Sri Lanka is the small island with a tear-drop shape at the tip of the Indian subcontinent. Its name means resplendent island. It’s also been known as Ceylon and Serendib (from which the word serendipity was derived). This part of the world is known for spicy-hot food. When I (Luci) visited Sri Lanka some years ago I found the food absolutely marvelous but the hottest food I had ever eaten - despite having arrived there after two months in India, thinking that my mouth had gotten used to the hottest of hot food. Nope! But Lakruana, as have most Indian and Sri Lankan restaurants in the United States, tones it down for our inexperienced taste buds.
On weekends, Lakruana offers both a la carte and buffet choices. Billa and Michele opted for lamprais, the restaurant’s signature dish touted by the NY Times.
Lamprais is a Dutch-influenced Sri Lankan dish of basmati rice, stewed vegetables and curried fish or meat wrapped and steamed in a banana leaf. Billa ordered shrimp lamprais and Michele took the chicken. Billa described the dish as a fragrant mélange of cashews, rice, eggplant, fish patty ball, and hard-boiled egg, the shrimp hidden beneath the rice. Michele thought of it as art, visual and gustatory:
“…bundled in a banana leaf, once opened it beautifully displayed all of its components which I found to be very aromatic, savory, sweet, with just the right amount of spice.”
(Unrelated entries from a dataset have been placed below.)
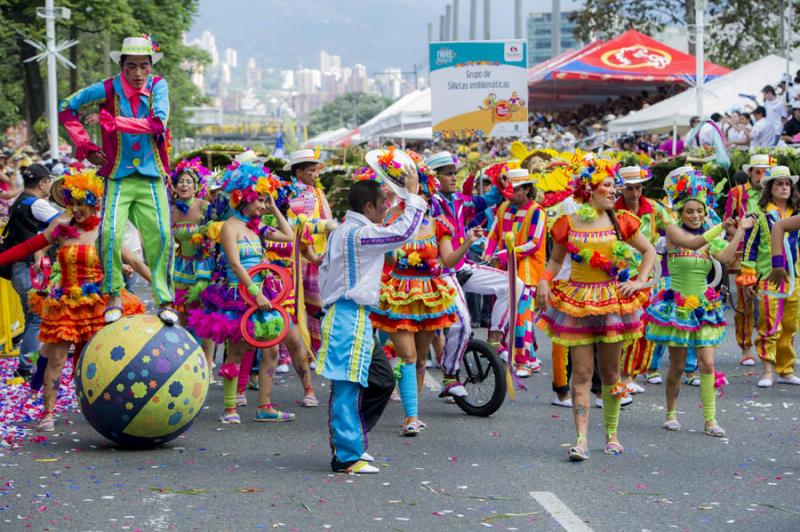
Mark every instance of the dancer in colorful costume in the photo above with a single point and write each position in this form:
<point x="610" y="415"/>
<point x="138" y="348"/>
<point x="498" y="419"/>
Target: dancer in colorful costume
<point x="599" y="304"/>
<point x="250" y="190"/>
<point x="135" y="161"/>
<point x="522" y="217"/>
<point x="743" y="199"/>
<point x="687" y="313"/>
<point x="415" y="300"/>
<point x="458" y="208"/>
<point x="777" y="305"/>
<point x="349" y="283"/>
<point x="72" y="311"/>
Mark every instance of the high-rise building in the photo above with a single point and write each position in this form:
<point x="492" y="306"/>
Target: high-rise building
<point x="540" y="36"/>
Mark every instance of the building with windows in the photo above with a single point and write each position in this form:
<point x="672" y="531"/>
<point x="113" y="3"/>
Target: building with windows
<point x="540" y="36"/>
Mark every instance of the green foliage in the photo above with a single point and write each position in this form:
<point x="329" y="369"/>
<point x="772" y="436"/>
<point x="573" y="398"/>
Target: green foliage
<point x="348" y="110"/>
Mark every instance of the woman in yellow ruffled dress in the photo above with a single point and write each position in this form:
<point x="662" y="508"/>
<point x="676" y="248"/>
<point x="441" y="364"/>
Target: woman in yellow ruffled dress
<point x="599" y="305"/>
<point x="415" y="301"/>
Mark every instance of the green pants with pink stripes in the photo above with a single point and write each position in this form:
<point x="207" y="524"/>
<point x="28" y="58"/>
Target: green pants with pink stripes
<point x="142" y="200"/>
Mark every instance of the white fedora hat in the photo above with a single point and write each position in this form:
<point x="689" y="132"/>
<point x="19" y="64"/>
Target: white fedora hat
<point x="301" y="156"/>
<point x="138" y="46"/>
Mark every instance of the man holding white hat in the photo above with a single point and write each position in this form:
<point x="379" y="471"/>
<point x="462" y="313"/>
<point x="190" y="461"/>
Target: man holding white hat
<point x="134" y="160"/>
<point x="308" y="199"/>
<point x="457" y="208"/>
<point x="743" y="199"/>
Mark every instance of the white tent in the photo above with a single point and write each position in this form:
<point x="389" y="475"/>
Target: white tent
<point x="412" y="111"/>
<point x="719" y="95"/>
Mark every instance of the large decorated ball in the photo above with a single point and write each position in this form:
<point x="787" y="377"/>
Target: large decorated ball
<point x="140" y="382"/>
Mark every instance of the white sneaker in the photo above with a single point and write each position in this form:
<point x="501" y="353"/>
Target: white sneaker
<point x="566" y="403"/>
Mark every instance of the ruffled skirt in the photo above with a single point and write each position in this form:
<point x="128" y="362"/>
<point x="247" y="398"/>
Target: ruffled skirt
<point x="76" y="319"/>
<point x="588" y="313"/>
<point x="415" y="304"/>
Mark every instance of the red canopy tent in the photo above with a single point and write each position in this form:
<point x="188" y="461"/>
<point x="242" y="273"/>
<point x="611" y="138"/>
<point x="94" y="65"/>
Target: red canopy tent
<point x="627" y="65"/>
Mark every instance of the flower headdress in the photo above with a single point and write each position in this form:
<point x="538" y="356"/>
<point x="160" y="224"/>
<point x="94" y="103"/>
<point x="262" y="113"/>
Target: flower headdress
<point x="245" y="182"/>
<point x="194" y="168"/>
<point x="83" y="186"/>
<point x="590" y="173"/>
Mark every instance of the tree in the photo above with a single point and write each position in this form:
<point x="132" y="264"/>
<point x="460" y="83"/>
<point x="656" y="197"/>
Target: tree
<point x="737" y="31"/>
<point x="348" y="110"/>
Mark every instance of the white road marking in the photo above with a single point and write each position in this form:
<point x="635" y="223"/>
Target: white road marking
<point x="560" y="512"/>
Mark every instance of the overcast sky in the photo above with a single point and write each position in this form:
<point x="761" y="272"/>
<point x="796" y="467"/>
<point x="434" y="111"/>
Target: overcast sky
<point x="376" y="33"/>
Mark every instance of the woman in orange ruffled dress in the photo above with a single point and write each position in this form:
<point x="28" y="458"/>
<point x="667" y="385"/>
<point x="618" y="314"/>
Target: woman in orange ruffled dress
<point x="72" y="311"/>
<point x="415" y="301"/>
<point x="599" y="305"/>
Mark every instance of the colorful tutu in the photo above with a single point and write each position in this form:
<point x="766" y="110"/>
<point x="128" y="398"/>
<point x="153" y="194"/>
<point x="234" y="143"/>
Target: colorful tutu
<point x="415" y="303"/>
<point x="588" y="313"/>
<point x="76" y="316"/>
<point x="691" y="321"/>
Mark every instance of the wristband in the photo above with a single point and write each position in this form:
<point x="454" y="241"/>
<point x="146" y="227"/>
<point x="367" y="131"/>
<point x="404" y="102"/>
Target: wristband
<point x="713" y="233"/>
<point x="778" y="261"/>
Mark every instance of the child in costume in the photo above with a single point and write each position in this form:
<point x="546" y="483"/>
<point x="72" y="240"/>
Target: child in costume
<point x="415" y="301"/>
<point x="72" y="311"/>
<point x="599" y="304"/>
<point x="777" y="309"/>
<point x="194" y="257"/>
<point x="686" y="313"/>
<point x="134" y="161"/>
<point x="250" y="189"/>
<point x="349" y="281"/>
<point x="522" y="217"/>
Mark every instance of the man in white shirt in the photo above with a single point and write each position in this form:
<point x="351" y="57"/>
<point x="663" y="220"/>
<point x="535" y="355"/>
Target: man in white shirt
<point x="349" y="285"/>
<point x="763" y="133"/>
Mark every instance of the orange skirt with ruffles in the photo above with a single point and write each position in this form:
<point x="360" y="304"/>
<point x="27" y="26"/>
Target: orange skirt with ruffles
<point x="76" y="319"/>
<point x="415" y="304"/>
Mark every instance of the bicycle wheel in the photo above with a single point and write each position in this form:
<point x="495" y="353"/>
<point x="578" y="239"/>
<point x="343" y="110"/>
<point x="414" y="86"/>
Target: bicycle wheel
<point x="483" y="374"/>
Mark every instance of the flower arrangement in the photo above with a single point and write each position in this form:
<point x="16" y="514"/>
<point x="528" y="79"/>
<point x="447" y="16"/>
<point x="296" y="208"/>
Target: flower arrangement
<point x="83" y="186"/>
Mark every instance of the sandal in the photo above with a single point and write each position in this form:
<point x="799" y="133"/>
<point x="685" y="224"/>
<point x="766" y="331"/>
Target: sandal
<point x="614" y="448"/>
<point x="714" y="430"/>
<point x="112" y="314"/>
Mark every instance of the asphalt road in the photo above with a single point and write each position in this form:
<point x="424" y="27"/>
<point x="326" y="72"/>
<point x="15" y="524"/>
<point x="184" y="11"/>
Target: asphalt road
<point x="464" y="473"/>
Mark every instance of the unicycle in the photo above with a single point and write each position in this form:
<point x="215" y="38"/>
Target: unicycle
<point x="483" y="374"/>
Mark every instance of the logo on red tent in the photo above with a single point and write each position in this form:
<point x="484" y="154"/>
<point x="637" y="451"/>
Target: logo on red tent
<point x="637" y="56"/>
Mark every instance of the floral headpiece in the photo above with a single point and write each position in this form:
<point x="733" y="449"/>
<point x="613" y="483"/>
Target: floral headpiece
<point x="590" y="173"/>
<point x="690" y="185"/>
<point x="194" y="168"/>
<point x="245" y="182"/>
<point x="83" y="186"/>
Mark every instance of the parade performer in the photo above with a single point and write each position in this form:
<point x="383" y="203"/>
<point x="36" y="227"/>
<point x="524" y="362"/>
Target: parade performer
<point x="777" y="312"/>
<point x="307" y="198"/>
<point x="72" y="311"/>
<point x="687" y="313"/>
<point x="458" y="208"/>
<point x="194" y="258"/>
<point x="522" y="217"/>
<point x="599" y="304"/>
<point x="655" y="219"/>
<point x="743" y="199"/>
<point x="349" y="283"/>
<point x="219" y="318"/>
<point x="415" y="300"/>
<point x="134" y="160"/>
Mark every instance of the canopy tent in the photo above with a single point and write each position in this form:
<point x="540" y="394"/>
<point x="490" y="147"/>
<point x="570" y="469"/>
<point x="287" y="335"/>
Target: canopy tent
<point x="627" y="65"/>
<point x="412" y="111"/>
<point x="736" y="89"/>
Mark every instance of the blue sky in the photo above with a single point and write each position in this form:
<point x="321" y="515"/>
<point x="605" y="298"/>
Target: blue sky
<point x="377" y="33"/>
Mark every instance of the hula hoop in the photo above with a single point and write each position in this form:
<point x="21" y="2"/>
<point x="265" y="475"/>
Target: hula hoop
<point x="286" y="284"/>
<point x="268" y="343"/>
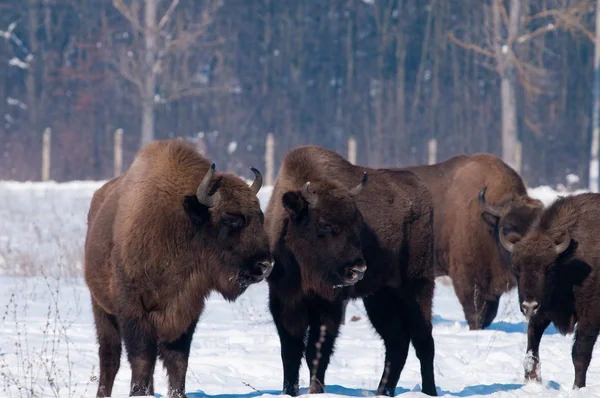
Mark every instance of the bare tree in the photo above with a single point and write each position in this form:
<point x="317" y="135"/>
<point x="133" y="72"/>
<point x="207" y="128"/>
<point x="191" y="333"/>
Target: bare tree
<point x="509" y="29"/>
<point x="145" y="62"/>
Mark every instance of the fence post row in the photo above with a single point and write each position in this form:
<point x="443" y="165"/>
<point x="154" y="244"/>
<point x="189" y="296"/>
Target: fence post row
<point x="46" y="154"/>
<point x="269" y="159"/>
<point x="118" y="152"/>
<point x="432" y="151"/>
<point x="352" y="150"/>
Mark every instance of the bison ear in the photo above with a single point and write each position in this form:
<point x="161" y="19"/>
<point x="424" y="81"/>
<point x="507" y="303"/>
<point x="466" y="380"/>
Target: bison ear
<point x="295" y="204"/>
<point x="197" y="212"/>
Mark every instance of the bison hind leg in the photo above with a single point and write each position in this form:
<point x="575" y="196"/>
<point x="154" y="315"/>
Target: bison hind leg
<point x="384" y="310"/>
<point x="109" y="348"/>
<point x="142" y="349"/>
<point x="175" y="356"/>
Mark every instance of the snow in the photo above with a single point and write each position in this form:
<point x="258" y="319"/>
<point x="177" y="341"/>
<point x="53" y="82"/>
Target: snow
<point x="14" y="61"/>
<point x="47" y="336"/>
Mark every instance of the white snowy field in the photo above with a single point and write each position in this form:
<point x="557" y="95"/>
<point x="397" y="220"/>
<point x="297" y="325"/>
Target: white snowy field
<point x="47" y="337"/>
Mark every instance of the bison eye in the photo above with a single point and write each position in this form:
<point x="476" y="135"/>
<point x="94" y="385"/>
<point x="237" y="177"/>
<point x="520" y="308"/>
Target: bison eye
<point x="324" y="228"/>
<point x="235" y="222"/>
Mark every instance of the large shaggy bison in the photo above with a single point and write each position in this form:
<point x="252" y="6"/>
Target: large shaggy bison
<point x="333" y="237"/>
<point x="557" y="265"/>
<point x="160" y="238"/>
<point x="475" y="196"/>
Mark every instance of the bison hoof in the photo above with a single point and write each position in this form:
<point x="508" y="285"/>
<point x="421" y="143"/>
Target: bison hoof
<point x="291" y="390"/>
<point x="316" y="388"/>
<point x="532" y="378"/>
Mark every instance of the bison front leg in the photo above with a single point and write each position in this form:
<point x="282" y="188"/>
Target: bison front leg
<point x="141" y="346"/>
<point x="291" y="324"/>
<point x="385" y="310"/>
<point x="418" y="306"/>
<point x="585" y="338"/>
<point x="535" y="330"/>
<point x="175" y="356"/>
<point x="324" y="329"/>
<point x="109" y="349"/>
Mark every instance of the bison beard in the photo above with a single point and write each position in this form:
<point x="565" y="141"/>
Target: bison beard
<point x="322" y="234"/>
<point x="557" y="268"/>
<point x="160" y="238"/>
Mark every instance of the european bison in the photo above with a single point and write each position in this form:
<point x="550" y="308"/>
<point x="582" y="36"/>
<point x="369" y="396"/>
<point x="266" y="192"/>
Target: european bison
<point x="160" y="238"/>
<point x="557" y="265"/>
<point x="474" y="196"/>
<point x="335" y="237"/>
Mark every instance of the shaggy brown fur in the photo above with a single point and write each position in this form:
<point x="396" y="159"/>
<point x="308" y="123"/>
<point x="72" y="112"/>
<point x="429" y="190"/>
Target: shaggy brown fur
<point x="160" y="238"/>
<point x="322" y="234"/>
<point x="557" y="264"/>
<point x="466" y="228"/>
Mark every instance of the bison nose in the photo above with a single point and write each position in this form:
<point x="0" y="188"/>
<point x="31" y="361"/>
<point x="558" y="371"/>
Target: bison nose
<point x="355" y="273"/>
<point x="265" y="267"/>
<point x="530" y="308"/>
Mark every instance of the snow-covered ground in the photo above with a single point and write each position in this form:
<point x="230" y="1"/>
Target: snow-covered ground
<point x="47" y="338"/>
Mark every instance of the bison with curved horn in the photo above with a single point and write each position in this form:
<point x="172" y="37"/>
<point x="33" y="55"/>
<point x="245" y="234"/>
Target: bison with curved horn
<point x="557" y="266"/>
<point x="160" y="238"/>
<point x="334" y="240"/>
<point x="475" y="196"/>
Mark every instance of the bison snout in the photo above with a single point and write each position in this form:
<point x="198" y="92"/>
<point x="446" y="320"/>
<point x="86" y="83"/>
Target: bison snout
<point x="259" y="270"/>
<point x="354" y="273"/>
<point x="530" y="308"/>
<point x="266" y="267"/>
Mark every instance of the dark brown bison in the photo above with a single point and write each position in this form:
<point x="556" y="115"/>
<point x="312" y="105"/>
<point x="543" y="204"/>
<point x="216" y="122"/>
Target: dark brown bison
<point x="474" y="196"/>
<point x="333" y="237"/>
<point x="557" y="265"/>
<point x="160" y="238"/>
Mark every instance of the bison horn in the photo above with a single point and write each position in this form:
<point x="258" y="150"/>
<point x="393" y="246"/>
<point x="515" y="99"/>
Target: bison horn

Luci went for the buffet and tried a little bit of everything, except the eggs because she is not an egg fan. Two rice dishes were great, the chicken and various vegetable dishes were outstanding. Only the pork, decidedly tough and not that all tasty, disappointed.
As for drinks, there is no alcohol. From the many juices available, Billa and Michele both chose passion fruit juice. They found it just right - not too sweet but sweet enough to balance the slight spiciness of the lamprais. Luci went for iced tea. It had a rich and delicious tea taste but was a bit sweet for her taste.
The takeaway - if you haven’t already, go there! You will have a thrilling adventure, a brief tour to Sri Lanka with its wonderful food and exotic culture.